Laden...

Otjiaha B.V. en haar bestuurder niet aansprakelijk voor gevolgen Iraakse mosterdgasaanvallen, Forafina Beleggingen I B.V. wel

Dit is een afdruk van een pagina op Rechtspraak.nl. Kijk voor de meest actuele informatie op Rechtspraak.nl (http://www.rechtspraak.nl).

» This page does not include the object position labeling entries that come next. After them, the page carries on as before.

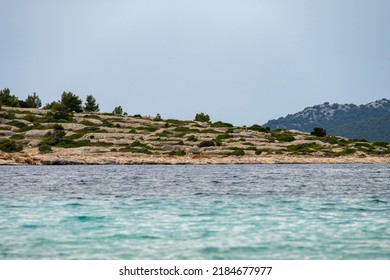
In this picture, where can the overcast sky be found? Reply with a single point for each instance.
(240, 61)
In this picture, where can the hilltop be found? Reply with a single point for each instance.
(38, 136)
(370, 121)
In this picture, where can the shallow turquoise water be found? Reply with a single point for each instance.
(195, 212)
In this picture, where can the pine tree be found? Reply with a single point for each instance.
(91, 105)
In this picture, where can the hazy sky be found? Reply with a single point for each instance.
(241, 61)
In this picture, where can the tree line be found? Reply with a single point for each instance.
(69, 101)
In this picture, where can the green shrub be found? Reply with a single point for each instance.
(285, 138)
(304, 148)
(202, 117)
(30, 118)
(192, 138)
(91, 105)
(10, 115)
(17, 137)
(221, 124)
(158, 118)
(319, 132)
(237, 152)
(206, 143)
(259, 128)
(10, 146)
(72, 102)
(177, 153)
(18, 124)
(381, 144)
(260, 151)
(186, 130)
(87, 123)
(223, 136)
(45, 148)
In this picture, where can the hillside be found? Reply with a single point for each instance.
(35, 136)
(370, 121)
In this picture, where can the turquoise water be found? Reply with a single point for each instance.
(195, 212)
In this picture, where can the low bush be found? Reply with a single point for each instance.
(192, 138)
(259, 128)
(237, 152)
(221, 124)
(45, 149)
(206, 143)
(17, 137)
(177, 153)
(10, 146)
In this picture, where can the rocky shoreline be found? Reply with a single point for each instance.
(35, 137)
(77, 158)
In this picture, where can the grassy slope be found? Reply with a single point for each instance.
(134, 135)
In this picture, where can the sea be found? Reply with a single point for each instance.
(198, 212)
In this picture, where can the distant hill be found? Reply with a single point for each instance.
(370, 121)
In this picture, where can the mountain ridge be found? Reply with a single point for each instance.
(369, 121)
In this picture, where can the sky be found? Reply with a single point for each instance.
(240, 61)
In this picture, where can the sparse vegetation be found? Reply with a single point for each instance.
(319, 132)
(202, 117)
(118, 110)
(10, 146)
(109, 132)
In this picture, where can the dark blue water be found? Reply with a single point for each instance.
(195, 212)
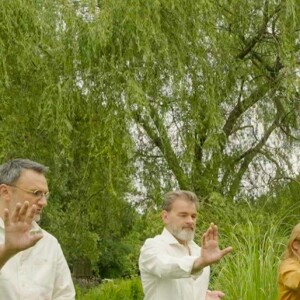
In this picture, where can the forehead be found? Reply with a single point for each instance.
(32, 178)
(184, 205)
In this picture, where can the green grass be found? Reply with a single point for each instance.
(116, 290)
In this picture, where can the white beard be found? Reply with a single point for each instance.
(182, 234)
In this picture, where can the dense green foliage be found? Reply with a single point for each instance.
(124, 100)
(116, 290)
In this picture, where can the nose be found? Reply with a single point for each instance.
(190, 220)
(43, 201)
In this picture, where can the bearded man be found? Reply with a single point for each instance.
(172, 265)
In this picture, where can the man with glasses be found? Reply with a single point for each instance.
(32, 264)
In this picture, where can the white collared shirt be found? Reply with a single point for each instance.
(165, 266)
(38, 273)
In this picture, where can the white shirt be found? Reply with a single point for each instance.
(38, 273)
(166, 266)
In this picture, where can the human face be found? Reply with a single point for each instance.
(29, 180)
(181, 220)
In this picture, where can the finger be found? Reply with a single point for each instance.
(203, 240)
(30, 214)
(36, 235)
(15, 214)
(215, 232)
(6, 217)
(23, 211)
(210, 231)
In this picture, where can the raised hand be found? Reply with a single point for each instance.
(18, 231)
(210, 251)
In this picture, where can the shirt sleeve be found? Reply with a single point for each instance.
(154, 259)
(289, 275)
(63, 286)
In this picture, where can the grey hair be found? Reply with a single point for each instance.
(170, 197)
(11, 170)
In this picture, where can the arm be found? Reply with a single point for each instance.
(210, 251)
(289, 274)
(63, 286)
(17, 231)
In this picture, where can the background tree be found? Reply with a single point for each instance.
(116, 95)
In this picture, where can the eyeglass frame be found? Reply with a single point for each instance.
(37, 193)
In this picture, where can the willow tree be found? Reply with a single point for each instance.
(207, 90)
(212, 88)
(48, 115)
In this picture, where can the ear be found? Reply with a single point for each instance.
(4, 192)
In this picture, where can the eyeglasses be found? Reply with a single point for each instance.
(37, 193)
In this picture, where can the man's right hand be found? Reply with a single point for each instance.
(18, 236)
(210, 251)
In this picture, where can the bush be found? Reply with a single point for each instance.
(129, 289)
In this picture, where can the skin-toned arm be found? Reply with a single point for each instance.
(210, 251)
(18, 237)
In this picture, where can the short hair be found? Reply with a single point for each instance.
(11, 170)
(290, 251)
(170, 198)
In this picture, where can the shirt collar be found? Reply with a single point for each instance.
(34, 224)
(170, 239)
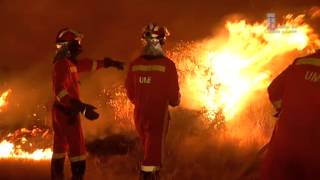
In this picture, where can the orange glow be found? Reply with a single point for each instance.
(223, 73)
(14, 148)
(3, 99)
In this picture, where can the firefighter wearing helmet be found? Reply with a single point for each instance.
(294, 147)
(152, 85)
(68, 136)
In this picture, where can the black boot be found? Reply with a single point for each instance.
(155, 175)
(57, 168)
(78, 169)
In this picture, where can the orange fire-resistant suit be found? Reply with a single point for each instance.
(294, 151)
(66, 125)
(152, 85)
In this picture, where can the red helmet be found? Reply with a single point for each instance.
(68, 35)
(153, 31)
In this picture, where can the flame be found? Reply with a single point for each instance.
(3, 99)
(223, 73)
(15, 144)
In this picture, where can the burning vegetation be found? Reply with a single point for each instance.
(224, 118)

Deze pagina is geprint op 01-01-1970.

Skip Navigation LinksRechtbank Den Haag > Nieuws > Otjiaha B.V. en haar bestuurder niet aansprakelijk voor gevolgen Iraakse mosterdgasaanvallen, Forafina Beleggingen I B.V. wel
Den Haag, 15 november 2023

Het Nederlandse bedrijf Otjiaha B.V. en haar bestuurder zijn niet aansprakelijk voor letselschade van vijf Iraniërs als gevolg van gifgasaanvallen tijdens Irak-Iranoorlog in de jaren '80. Een ander Nederlands bedrijf, Forafina Beleggingen I B.V., is bij verstek wel tot betaling van een nog nader te bepalen schadevergoeding veroordeeld. Dat blijkt uit een uitspraak van de rechtbank Den Haag in twee bodemprocedures die vijf Iraanse staatsburgers hadden aangespannen. 

Gifgasaanvallen

Tijdens de Irak-Iranoorlog (1980-1988) zijn chemische wapens waaronder mosterdgasmunitie ingezet. In de procedures stellen vijf Iraanse staatsburgers dat zij bij Iraakse aanvallen met mosterdgas nabij de Iraanse steden Jofeyr (1984), Sumar (1986) en Abadan (1986) gewond zijn geraakt en blijvende gezondheidsschade hebben opgelopen.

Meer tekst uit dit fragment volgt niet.